A une heure précise, il s’éveilla.
Il sauta d’un bond hors du lit et fit, en toute hâte, ses préparatifs de départ. Il mit des provisions de bouche dans sa gibecière, attacha sa hache américaine à sa ceinture, passa son fusil en bandoulière et prit son bâton de montagnard. Au lieu de sortir du logis, il se dirigea vers le fond de la grotte, une lanterne allumée à la main.
Il siffla ses chiens et appela ses ours ; les uns et les autres accoururent ; mais quand les ours virent la direction que prenait leur maître, ils hésitèrent d’abord, refusèrent d’aller plus loin, et, finalement, retournèrent se coucher.

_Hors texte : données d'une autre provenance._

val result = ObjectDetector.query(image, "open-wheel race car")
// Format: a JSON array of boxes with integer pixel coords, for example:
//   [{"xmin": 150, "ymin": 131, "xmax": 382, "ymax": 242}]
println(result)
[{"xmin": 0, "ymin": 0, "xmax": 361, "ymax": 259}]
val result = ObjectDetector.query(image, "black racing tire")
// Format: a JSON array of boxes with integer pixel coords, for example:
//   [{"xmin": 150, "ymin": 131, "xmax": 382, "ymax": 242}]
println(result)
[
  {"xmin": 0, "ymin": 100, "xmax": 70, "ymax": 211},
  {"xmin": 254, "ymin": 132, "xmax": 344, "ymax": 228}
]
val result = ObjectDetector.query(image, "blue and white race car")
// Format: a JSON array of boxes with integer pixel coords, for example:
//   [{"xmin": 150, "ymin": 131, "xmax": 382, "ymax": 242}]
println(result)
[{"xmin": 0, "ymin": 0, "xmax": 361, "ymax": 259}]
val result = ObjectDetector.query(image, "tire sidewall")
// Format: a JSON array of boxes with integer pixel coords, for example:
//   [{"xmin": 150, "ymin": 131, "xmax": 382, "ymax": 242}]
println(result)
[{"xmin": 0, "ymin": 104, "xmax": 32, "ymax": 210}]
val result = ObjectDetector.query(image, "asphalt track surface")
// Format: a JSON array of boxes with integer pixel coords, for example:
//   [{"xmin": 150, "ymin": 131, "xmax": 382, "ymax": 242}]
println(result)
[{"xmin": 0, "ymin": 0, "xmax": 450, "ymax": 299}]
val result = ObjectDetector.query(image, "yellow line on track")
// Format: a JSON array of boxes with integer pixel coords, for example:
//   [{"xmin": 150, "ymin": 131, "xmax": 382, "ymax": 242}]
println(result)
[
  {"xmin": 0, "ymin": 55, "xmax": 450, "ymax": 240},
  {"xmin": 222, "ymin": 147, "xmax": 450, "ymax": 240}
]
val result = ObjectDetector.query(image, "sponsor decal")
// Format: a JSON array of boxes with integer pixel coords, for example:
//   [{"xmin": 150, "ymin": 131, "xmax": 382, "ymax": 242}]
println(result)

— Voilà qui est étrange, murmura Marcel. Tout prouve cependant que c’est par cette voie que ces animaux sont venus ici. Que signifie la répugnance qu’ils éprouvent à refaire un chemin qu’ils doivent connaître ? Les ours ont la mémoire longue. Ceux-ci ont peut-être été chassés et n’ont échappé que par miracle à ceux qui les ont blessés. Ce doit être cela. Qu’ils dorment tranquilles ; je n’ai pas besoin d’eux pour me guider. En avant !
Et il se remit en marche.
Où allait-il, et comment cette pensée, qu’il n’avait jamais eue jusqu’alors, lui était-elle venue si subitement d’explorer la grotte dans toute son étendue ? Comment surtout cette idée avait-elle surgi à l’improviste et presque subitement dans son esprit ?
C’est ce que nous allons, en quelques mots, faire savoir au lecteur.
Plus de deux mois s’étaient écoulés depuis l’orage pendant lequel il avait eu ou cru avoir l’hallucination. Il n’y songeait plus, lorsqu’en allant prendre le saloir dans le compartiment éloigné où il était relégué, il avait tout à coup aperçu, sur le sable fin de la grotte, des pas d’homme profondément imprimés. Les uns se dirigeaient vers la sortie, les autres, au contraire, s’enfonçaient dans les profondeurs de la grotte.
Marcel avait le pied étroit, un peu long et fortement cambré ; il était chaussé de bottes sans clous. Les pas qu’il avait aperçus étaient un peu larges, assez petits et portaient l’empreinte de souliers ou de bottes à talons garnis de clous nombreux, de même que les semelles. Ces traces n’étaient donc pas les siennes ; d’ailleurs, s’il avait hésité en les apercevant près du compartiment, le doute n’était plus permis, car jamais, depuis qu’il avait découvert la grotte, il ne s’y était enfoncé aussi profondément qu’il l’était en ce moment.
Il n’avait donc pas rêvé ; il n’avait pas eu d’hallucination. L’homme au burnous avait réussi, Marcel ignorait encore par quels moyens, à parvenir jusqu’à lui ; et le long entretien qu’il avait eu avec son vieil ami était bien réel.